Travel vicariously via these French memoirs

“Finding My Way Back to 1950s Paris”

Beverley Lehman West

“A Long Way from Paris”

E.C. Murray

Whenever I feel stuck in a rut, I’ve found that one of the best cures is to take a trip – seeing a bit more of the world helps to put my own concerns into perspective. But when time and budget don’t allow for this, the next best thing is to pick up a book and go on a vicarious journey. This week, I’m reporting on two new memoirs that fill the bill.

Bainbridge Island writer Beverley Lehman West has traveled to Europe, and particularly Paris, many times over the last 60 years. As a youngster in San Francisco during World War II, she began saving for her first trip abroad. At age 24, she traveled across the country by train, boarded a French ocean liner, and sailed to Europe. Her mother preserved all of the letters West sent home, and those serve as the foundation for “Finding My Way Back to 1950s Paris.”

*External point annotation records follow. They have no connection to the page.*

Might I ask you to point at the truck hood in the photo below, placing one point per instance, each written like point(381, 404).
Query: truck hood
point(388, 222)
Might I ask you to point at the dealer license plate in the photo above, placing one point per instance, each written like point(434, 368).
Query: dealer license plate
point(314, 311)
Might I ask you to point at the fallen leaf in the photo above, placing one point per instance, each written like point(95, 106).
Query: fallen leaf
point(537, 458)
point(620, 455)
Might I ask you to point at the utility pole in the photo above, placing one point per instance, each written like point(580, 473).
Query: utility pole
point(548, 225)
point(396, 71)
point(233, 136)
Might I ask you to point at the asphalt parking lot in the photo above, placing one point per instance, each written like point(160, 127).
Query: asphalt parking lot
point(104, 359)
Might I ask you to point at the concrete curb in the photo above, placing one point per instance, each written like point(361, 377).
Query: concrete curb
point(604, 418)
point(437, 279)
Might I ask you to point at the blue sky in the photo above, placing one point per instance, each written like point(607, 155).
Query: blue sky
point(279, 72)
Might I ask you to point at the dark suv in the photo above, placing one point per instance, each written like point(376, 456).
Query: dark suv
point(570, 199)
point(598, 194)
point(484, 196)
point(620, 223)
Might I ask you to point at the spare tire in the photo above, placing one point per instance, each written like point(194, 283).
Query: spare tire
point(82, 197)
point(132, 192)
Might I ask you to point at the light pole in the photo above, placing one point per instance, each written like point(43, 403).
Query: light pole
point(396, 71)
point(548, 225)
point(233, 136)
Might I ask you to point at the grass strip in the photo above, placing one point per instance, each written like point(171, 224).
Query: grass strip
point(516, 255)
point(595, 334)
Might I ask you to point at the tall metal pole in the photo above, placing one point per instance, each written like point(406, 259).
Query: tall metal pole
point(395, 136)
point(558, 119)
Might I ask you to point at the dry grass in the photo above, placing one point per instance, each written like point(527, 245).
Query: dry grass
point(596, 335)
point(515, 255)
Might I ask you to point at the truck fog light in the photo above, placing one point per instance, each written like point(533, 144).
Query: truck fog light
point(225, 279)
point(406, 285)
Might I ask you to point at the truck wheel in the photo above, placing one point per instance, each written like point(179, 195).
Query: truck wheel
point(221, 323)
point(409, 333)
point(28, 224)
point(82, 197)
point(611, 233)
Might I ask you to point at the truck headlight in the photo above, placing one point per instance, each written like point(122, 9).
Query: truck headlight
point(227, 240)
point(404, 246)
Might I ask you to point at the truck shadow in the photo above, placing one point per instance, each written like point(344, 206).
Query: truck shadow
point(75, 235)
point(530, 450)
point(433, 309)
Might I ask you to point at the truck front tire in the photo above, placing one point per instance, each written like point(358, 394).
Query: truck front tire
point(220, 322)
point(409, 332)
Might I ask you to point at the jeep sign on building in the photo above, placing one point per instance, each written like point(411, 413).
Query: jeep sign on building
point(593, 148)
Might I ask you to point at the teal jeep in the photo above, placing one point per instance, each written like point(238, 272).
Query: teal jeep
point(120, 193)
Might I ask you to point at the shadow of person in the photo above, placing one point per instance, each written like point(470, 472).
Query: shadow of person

This charming book begins with West’s heady days as a single woman in post-war France. She lives in a garret, shops in the markets, writes and smokes in cafes, meets friends for drinks in some of Paris’ storied bars, pitches woo and finds work to make ends meet. From bidets to musées to escargots, she takes in everything the City of Light has to offer.

West recounts everyday life as well as extraordinary experiences. Her French grows more confident as she learns to deal with landladies and black marketeers. At the same time, she hangs out at the famous Shakespeare & Company bookstore, attending readings by scandalous novelist Henry Miller and others.

After three and a half years, West comes back to the U.S. and takes a job at the San Francisco Chronicle. But once she has the bylines and credibility to work as a freelance correspondent, she returns to Paris, sending articles back to newspapers in the United States and eventually giving readings of her own at Shakespeare & Company.

“Finding My Way Back to 1950s Paris” rambles through a lifetime of experiences, but repeatedly returns to the city along the Seine.

The other memoir is by E.C Murray. Today, she is a Fox Island-based writing instructor and publisher of a resource website for Puget Sound writers called the Writers Connection.

But in the early 1980s, Murray was a young American woman backpacking through Europe, who quickly ditched expensive Paris and hitchhiked south, looking for work so that she could afford to stay on in France for a while.

“A Long Way from Paris” recounts her jarring transformation from footloose vagabond to live-in, language-deficient goatherd for a family in the mountains of Languedoc.

The year and a half of immersion in a culture so different from her own forces Murray to confront her insecurities and grow beyond them. Gradually, she learns not only how to speak French and tend goats but how to deal with life and death up close. Flecked with humor and bittersweet candor, this account captures the essence of coming of age.